Structural and functional insights on folate receptor α (FRα) by homology modeling, ligand docking and molecular dynamics.

Folate receptor α (FRα) is a cell surface, glycophosphatidylinositol (GPI)-anchored protein with a high affinity for its ligand partner, which is highly expressed in malignant cells and has been selected as a therapeutic target and marker for the diagnosis of cancer. No direct structural information is available from either X-ray diffraction or NMR on the post-translational structure of this disulfide-rich protein. Three-dimensional models of the FRα structure have been derived with the recent homology modeling packages, using the crystal structure of the riboflavin-binding protein (RfBP) as a template. Molecular dynamics trajectories have been exploited allowing successfully the formation of a full disulfide bridge network, which was expected based on the similarities between FRα and RfBP. After the selection of the best model, a folic acid molecule was docked "in silico" onto the putative binding site and its binding mode was compared with that of vintafolide, a much larger molecule designed as a chemotherapy agent targeting specifically FRα. In both cases, a 40ns molecular dynamics trajectory was calculated, providing suggestions regarding the key structural determinants driving the affinity and specificity of FRα for folic acid with respect to other folate homologues.
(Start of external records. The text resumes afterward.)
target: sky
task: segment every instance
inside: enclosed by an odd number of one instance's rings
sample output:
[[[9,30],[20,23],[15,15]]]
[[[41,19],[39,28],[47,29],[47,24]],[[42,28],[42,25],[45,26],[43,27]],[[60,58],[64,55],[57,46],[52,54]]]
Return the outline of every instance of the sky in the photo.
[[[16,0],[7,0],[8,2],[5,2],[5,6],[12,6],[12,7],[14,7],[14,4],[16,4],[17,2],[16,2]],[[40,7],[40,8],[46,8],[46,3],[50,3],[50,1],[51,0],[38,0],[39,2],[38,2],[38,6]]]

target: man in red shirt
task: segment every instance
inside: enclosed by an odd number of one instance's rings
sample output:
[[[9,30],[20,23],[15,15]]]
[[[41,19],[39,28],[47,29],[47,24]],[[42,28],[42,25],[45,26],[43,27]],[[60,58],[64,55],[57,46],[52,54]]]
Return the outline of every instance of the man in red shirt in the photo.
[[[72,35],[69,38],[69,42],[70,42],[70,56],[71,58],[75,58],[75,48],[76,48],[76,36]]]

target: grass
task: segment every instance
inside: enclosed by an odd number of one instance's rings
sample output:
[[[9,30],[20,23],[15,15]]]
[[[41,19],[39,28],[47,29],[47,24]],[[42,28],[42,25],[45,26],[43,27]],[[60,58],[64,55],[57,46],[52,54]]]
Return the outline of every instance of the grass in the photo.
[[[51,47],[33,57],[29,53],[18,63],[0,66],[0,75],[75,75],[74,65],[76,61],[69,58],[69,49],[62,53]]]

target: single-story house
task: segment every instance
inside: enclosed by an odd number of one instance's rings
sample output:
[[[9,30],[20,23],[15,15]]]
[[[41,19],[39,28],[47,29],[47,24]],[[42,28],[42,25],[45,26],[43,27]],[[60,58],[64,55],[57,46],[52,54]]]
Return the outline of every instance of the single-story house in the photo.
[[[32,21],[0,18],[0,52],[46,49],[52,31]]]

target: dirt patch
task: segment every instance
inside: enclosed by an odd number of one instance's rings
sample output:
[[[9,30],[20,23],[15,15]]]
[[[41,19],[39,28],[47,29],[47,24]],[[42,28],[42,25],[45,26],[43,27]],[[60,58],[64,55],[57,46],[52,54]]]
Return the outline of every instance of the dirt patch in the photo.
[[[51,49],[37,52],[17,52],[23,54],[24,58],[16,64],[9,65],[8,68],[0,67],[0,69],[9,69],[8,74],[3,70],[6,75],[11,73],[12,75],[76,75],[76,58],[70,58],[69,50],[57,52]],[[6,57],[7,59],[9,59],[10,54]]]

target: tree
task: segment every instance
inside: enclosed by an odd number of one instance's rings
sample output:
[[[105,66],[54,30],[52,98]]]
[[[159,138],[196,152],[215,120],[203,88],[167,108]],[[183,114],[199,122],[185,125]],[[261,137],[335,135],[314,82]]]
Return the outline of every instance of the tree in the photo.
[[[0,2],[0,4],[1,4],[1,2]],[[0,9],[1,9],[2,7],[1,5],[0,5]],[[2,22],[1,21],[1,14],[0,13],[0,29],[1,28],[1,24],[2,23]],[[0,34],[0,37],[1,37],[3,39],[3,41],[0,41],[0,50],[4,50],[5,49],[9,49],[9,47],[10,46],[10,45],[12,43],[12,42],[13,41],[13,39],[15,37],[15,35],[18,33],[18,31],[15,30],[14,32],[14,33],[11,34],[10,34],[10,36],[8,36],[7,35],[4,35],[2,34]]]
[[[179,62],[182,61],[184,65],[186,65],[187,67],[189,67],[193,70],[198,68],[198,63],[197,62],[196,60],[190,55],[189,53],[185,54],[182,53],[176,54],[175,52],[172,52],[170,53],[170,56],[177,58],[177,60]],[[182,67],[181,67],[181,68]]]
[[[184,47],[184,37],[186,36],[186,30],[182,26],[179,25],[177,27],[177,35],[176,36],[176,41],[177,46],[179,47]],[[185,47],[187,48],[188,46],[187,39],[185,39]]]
Moreover, some other crucial experimental results related to the structure of the receptor are discussed, such as the expected location/accessibility of known immune epitopes, the set of N-linked glycosylation sites and the effect of point mutations on the impairment of folate binding. Our results may provide useful insights for studies related to folate-targeted drug delivery or cancer therapies involving folate uptake.